Esposizione generale dello stato dei colpevoli, al loro ingresso nel mondo degli Spiriti, dettata alla Società Spiritista di Parigi nell'ottobre del 1860

Gli Spiriti malvagi, egoisti e duri sono, subito dopo la morte, presi da un dubbio crudele riguardo al loro destino presente e futuro. Essi si guardano intorno; e dapprima non vedono alcun soggetto sul quale possa esercitarsi la loro malvagia personalità, poi la disperazione s'impadronisce di loro, poiché l'isolamento e l'inattività sono intollerabili per gli Spiriti malvagi. Essi non levano mai lo sguardo sui luoghi abitati dai puri Spiriti; considerano soltanto ciò che li circonda. E ben presto, colpiti dall'avvilimento degli Spiriti fragili e in punizione, si avventano su di loro come su di una preda, servendosi del ricordo delle passate colpe di costoro, colpe che essi continuamente mettono in campo per le loro gesta derisorie. Non essendo questo ludibrio a loro sufficiente, si precipitano sulla Terra come avvoltoi affamati; cercano fra gli uomini l'anima che aprirà un più facile accesso alle loro tentazioni; se ne impossessano, eccitano le sue bramosie e cercano di spegnere la sua fede in Dio. Quando, infine, padroni di una coscienza, vedono assicurata la loro preda, estendono il loro fatale contagio a tutto ciò che è vicino alla loro vittima.

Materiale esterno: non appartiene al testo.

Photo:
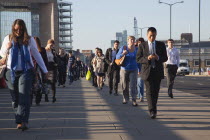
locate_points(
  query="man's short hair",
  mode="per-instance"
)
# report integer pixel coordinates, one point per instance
(170, 40)
(140, 39)
(152, 29)
(100, 50)
(116, 41)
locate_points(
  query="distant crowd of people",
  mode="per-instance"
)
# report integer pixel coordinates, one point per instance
(142, 65)
(32, 70)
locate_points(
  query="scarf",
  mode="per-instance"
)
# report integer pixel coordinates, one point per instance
(25, 58)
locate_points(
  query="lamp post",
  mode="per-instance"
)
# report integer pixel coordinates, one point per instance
(142, 29)
(170, 4)
(199, 37)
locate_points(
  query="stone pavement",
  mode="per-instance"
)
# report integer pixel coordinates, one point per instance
(81, 112)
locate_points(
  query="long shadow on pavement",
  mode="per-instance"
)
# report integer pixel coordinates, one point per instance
(64, 119)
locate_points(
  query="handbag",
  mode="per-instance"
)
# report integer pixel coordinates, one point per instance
(3, 66)
(88, 75)
(120, 61)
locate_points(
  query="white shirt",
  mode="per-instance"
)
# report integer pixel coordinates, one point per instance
(151, 48)
(173, 56)
(32, 47)
(50, 56)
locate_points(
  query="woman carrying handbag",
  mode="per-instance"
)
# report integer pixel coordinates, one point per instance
(19, 74)
(128, 72)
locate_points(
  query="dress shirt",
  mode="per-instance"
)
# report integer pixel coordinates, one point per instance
(152, 49)
(50, 56)
(173, 56)
(33, 51)
(114, 53)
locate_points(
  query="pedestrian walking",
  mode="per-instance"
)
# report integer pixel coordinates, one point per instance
(152, 54)
(62, 67)
(19, 74)
(140, 82)
(78, 68)
(71, 67)
(93, 74)
(129, 70)
(171, 65)
(39, 82)
(113, 71)
(99, 63)
(52, 68)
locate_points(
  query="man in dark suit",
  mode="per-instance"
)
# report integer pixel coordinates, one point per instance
(113, 70)
(151, 54)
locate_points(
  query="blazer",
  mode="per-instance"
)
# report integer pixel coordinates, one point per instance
(108, 59)
(142, 57)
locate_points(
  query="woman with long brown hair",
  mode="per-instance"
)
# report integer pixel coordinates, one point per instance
(52, 67)
(19, 75)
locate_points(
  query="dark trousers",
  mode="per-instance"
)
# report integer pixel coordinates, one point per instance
(152, 90)
(94, 79)
(171, 71)
(20, 91)
(62, 76)
(114, 77)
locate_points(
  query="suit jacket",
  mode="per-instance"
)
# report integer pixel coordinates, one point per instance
(108, 59)
(142, 57)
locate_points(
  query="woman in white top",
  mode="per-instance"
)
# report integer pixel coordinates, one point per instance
(99, 68)
(19, 75)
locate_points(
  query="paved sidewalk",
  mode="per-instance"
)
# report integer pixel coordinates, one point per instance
(82, 112)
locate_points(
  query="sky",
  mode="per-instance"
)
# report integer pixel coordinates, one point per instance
(95, 22)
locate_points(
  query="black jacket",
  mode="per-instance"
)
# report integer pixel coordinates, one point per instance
(142, 57)
(108, 59)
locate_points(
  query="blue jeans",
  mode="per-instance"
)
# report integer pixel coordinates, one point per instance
(140, 88)
(20, 91)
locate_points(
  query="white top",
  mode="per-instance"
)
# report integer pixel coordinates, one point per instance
(32, 47)
(50, 56)
(173, 56)
(152, 48)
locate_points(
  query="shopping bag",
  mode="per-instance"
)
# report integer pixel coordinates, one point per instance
(88, 75)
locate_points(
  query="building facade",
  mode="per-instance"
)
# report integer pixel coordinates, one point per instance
(65, 24)
(121, 37)
(44, 18)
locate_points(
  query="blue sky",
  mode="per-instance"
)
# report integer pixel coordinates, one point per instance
(95, 22)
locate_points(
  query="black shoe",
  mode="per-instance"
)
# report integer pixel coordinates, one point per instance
(24, 127)
(46, 98)
(134, 104)
(171, 95)
(110, 92)
(152, 115)
(124, 101)
(54, 99)
(116, 94)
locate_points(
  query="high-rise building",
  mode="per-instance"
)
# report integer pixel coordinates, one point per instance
(65, 24)
(187, 37)
(47, 19)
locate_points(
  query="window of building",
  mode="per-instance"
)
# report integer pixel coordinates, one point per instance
(196, 63)
(207, 62)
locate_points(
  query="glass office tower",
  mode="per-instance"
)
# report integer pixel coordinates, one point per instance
(7, 18)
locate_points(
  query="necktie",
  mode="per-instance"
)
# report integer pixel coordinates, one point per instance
(153, 52)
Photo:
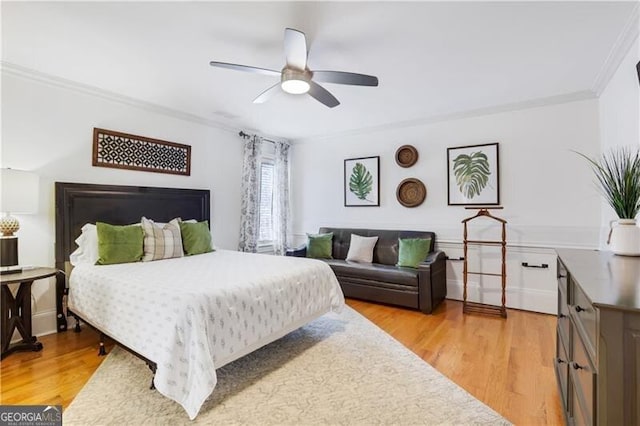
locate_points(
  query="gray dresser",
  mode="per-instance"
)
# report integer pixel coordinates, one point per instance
(597, 360)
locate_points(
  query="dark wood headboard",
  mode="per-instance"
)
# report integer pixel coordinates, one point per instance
(80, 203)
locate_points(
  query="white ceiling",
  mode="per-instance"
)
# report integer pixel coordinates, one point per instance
(432, 58)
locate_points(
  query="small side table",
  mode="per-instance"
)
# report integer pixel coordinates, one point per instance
(16, 311)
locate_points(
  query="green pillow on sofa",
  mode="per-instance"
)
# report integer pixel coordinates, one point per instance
(412, 251)
(119, 244)
(319, 246)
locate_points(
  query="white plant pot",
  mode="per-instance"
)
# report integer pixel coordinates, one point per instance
(624, 237)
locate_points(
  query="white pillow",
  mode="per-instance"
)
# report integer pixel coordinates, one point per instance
(161, 240)
(361, 248)
(87, 251)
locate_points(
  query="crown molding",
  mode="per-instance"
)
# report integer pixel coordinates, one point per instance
(8, 68)
(620, 48)
(528, 104)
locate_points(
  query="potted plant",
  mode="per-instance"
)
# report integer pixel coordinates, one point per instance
(618, 175)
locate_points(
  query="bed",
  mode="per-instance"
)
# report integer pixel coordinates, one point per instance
(185, 316)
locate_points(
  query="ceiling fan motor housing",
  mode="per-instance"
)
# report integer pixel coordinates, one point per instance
(295, 81)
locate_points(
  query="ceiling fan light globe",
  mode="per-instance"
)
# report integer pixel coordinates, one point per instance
(295, 87)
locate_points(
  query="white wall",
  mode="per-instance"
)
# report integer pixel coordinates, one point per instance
(619, 108)
(546, 190)
(48, 129)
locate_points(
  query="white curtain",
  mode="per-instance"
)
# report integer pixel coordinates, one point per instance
(281, 214)
(250, 205)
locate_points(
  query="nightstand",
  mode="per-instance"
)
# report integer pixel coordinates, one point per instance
(16, 311)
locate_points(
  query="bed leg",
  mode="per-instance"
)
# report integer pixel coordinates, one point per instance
(152, 367)
(102, 351)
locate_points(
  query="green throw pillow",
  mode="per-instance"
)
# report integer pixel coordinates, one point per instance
(119, 244)
(413, 251)
(319, 245)
(196, 238)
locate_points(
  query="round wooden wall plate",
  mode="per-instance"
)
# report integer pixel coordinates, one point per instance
(406, 156)
(411, 192)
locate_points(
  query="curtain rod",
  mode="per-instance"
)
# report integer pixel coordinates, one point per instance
(244, 135)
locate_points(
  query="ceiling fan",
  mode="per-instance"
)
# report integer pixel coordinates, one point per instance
(296, 78)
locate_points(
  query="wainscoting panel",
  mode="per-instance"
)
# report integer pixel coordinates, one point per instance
(531, 276)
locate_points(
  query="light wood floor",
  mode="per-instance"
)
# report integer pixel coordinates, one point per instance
(507, 364)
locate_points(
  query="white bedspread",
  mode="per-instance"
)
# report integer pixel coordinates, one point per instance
(194, 314)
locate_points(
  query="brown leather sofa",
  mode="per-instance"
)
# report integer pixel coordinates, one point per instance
(421, 288)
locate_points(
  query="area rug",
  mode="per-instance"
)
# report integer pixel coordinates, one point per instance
(339, 369)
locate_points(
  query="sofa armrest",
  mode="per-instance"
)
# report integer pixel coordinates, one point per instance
(298, 251)
(432, 281)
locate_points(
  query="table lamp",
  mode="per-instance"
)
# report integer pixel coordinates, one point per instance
(19, 194)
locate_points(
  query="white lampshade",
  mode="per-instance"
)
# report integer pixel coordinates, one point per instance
(19, 191)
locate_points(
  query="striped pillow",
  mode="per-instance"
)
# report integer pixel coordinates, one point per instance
(161, 241)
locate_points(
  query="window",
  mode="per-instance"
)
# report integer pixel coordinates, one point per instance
(265, 219)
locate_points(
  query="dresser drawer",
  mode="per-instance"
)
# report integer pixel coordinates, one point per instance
(584, 383)
(585, 318)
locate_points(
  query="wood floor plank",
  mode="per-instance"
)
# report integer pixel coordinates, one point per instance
(506, 363)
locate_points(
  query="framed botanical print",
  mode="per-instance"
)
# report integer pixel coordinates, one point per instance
(362, 182)
(473, 175)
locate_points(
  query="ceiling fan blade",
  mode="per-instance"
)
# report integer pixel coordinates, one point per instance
(295, 49)
(244, 68)
(267, 94)
(340, 77)
(322, 95)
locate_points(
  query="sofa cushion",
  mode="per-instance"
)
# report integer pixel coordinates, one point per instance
(375, 272)
(413, 251)
(386, 249)
(361, 248)
(319, 245)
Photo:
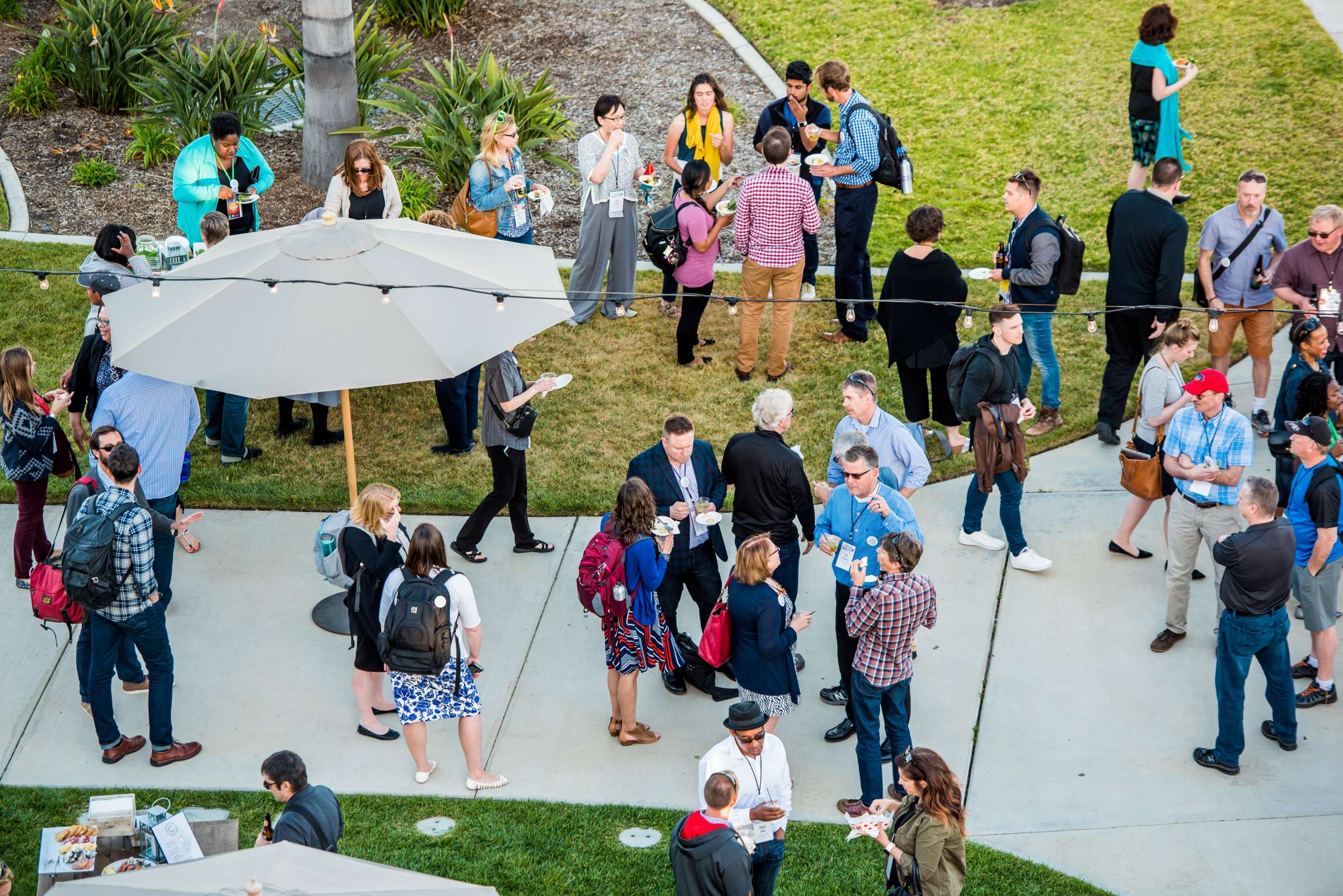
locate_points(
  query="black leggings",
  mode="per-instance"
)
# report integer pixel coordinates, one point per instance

Lo Spirito malvagio nel manifestare la sua rabbia è quasi felice; soffre soltanto nei momenti in cui non agisce e anche in quelli in cui il bene ha ragione del male.

Tuttavia i secoli passano. Il cattivo Spirito sente tutt'a un tratto le tenebre invaderlo. Il suo cerchio d'azione si restringe. La sua coscienza, muta fino ad allora, gli fa sentire le fitte acute del pentimento. Inattivo, trascinato dal turbine, egli erra, sentendo, come dicono le Scritture, i peli della sua carne rizzarsi per il terrore. Ben presto un grande vuoto si fa in lui e attorno a lui. Il momento è giunto: deve espiare. La reincarnazione è là, minacciosa; egli vede, come in un miraggio, le prove terribili che lo attendono; vorrebbe indietreggiare e invece avanza. Precipitato nell'abisso spalancato della vita, rotea atterrito finché il velo dell'ignoranza ripiomba sui suoi occhi. Vive, agisce, è ancora colpevole; avverte in sé un indefinito ricordo inquieto, presentimenti che lo fanno tremare, ma non allontanare dalla via del male. Al termine delle sue forze e delle sue colpe, egli è sul punto di morire. Disteso su di un giaciglio o sul suo letto — che importa! — l'uomo colpevole sente, sotto la sua apparente immobilità, muoversi e vivere dentro di sé un mondo di sensazioni dimenticate. Sotto le palpebre chiuse vede balenare un chiarore, e sente anche strani suoni; la sua anima che sta per lasciare il corpo si agita impaziente, mentre le sue mani raggrinzite tentano di aggrapparsi ai drappi. Vorrebbe parlare, vorrebbe gridare a coloro che lo attorniano: "Trattenetemi! Io vedo il castigo!" Ma non può. La morte si fissa sulle sue labbra illividite, e gli astanti dicono: "Eccolo in pace!"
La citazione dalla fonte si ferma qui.